TS-Diff: Two-Stage Diffusion Model for Low-Light RAW Image Enhancement
Yi Li, Zhiyuan Zhang, Jiangnan Xia, Jianghan Cheng, Qilong Wu, Junwei, Li, Yibin Tian, Hui Kong

TL;DR
TS-Diff introduces a two-stage diffusion approach with camera feature integration and a new dataset to significantly improve low-light RAW image enhancement, ensuring better denoising, generalization, and color accuracy.
Contribution
The paper proposes a novel two-stage diffusion model with camera feature integration and a new low-light RAW dataset, advancing low-light image enhancement techniques.
Findings
Achieves state-of-the-art results on multiple datasets
Demonstrates strong generalization across different cameras
Ensures color consistency during diffusion process
Abstract
This paper presents a novel Two-Stage Diffusion Model (TS-Diff) for enhancing extremely low-light RAW images. In the pre-training stage, TS-Diff synthesizes noisy images by constructing multiple virtual cameras based on a noise space.

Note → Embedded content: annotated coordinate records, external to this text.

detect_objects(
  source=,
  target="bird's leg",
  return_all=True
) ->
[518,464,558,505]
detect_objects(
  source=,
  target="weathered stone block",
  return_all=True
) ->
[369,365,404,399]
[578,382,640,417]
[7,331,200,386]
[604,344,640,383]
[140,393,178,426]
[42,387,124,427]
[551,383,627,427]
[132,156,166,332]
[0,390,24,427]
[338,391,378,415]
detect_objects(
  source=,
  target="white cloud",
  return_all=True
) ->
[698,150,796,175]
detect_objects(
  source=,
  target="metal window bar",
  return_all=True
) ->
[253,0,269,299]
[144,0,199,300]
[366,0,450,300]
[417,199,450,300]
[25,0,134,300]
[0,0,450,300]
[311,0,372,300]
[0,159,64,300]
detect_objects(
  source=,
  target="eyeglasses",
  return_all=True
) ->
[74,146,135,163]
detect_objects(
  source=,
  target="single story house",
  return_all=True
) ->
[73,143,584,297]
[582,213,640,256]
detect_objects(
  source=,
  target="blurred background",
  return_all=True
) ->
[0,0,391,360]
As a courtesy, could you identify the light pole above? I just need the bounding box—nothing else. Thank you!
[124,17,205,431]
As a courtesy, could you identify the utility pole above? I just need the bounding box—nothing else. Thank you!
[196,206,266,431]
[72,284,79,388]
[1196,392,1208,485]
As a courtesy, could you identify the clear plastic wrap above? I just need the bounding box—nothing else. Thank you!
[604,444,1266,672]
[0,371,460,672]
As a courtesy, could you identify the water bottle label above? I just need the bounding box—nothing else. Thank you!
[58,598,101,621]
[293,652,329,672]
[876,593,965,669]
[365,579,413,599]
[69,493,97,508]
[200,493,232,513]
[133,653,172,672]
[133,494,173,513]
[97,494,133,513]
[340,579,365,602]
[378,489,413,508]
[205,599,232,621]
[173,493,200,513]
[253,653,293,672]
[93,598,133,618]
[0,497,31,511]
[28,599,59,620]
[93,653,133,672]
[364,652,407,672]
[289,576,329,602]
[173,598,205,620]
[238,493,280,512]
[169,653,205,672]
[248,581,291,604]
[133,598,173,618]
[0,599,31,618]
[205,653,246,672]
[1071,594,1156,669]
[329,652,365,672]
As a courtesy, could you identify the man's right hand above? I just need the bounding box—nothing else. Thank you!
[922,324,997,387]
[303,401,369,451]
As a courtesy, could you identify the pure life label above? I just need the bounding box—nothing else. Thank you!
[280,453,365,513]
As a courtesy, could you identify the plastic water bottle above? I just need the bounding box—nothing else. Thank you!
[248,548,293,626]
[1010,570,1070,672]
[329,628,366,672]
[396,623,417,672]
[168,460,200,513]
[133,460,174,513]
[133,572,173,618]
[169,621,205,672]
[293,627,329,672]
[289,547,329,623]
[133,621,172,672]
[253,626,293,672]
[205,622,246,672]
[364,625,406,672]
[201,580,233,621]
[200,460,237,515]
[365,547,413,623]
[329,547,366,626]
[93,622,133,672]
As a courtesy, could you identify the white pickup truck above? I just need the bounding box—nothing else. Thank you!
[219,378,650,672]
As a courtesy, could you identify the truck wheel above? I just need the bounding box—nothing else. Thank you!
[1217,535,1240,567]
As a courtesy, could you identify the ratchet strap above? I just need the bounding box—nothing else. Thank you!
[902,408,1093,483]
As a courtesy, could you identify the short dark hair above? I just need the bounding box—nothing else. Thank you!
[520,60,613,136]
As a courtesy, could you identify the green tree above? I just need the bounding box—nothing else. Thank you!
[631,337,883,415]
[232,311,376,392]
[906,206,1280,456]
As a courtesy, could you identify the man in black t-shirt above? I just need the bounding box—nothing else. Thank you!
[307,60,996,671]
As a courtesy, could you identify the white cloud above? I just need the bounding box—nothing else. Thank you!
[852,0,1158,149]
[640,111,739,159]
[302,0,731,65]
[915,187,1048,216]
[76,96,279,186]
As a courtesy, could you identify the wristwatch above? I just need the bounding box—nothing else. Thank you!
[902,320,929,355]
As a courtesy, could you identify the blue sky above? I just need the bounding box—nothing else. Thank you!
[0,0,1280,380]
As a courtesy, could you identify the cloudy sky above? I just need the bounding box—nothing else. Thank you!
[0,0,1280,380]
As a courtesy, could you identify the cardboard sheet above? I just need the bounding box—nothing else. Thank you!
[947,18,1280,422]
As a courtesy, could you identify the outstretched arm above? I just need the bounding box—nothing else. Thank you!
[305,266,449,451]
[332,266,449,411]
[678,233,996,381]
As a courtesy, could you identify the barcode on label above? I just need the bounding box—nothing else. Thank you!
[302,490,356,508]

Camera Feature Integration (CFI) modules are then designed to enable the model to learn generalizable features across diverse virtual cameras. During the aligning stage, CFIs are averaged to create a target-specific CFI, which is fine-tuned using a small amount of real RAW data to adapt to the noise characteristics of specific cameras. A structural reparameterization technique further simplifies CFI for efficient deployment. To address color shifts during the diffusion process, a color corrector is introduced to ensure color consistency by dynamically adjusting global color distributions. Additionally, a novel dataset, QID, is constructed,…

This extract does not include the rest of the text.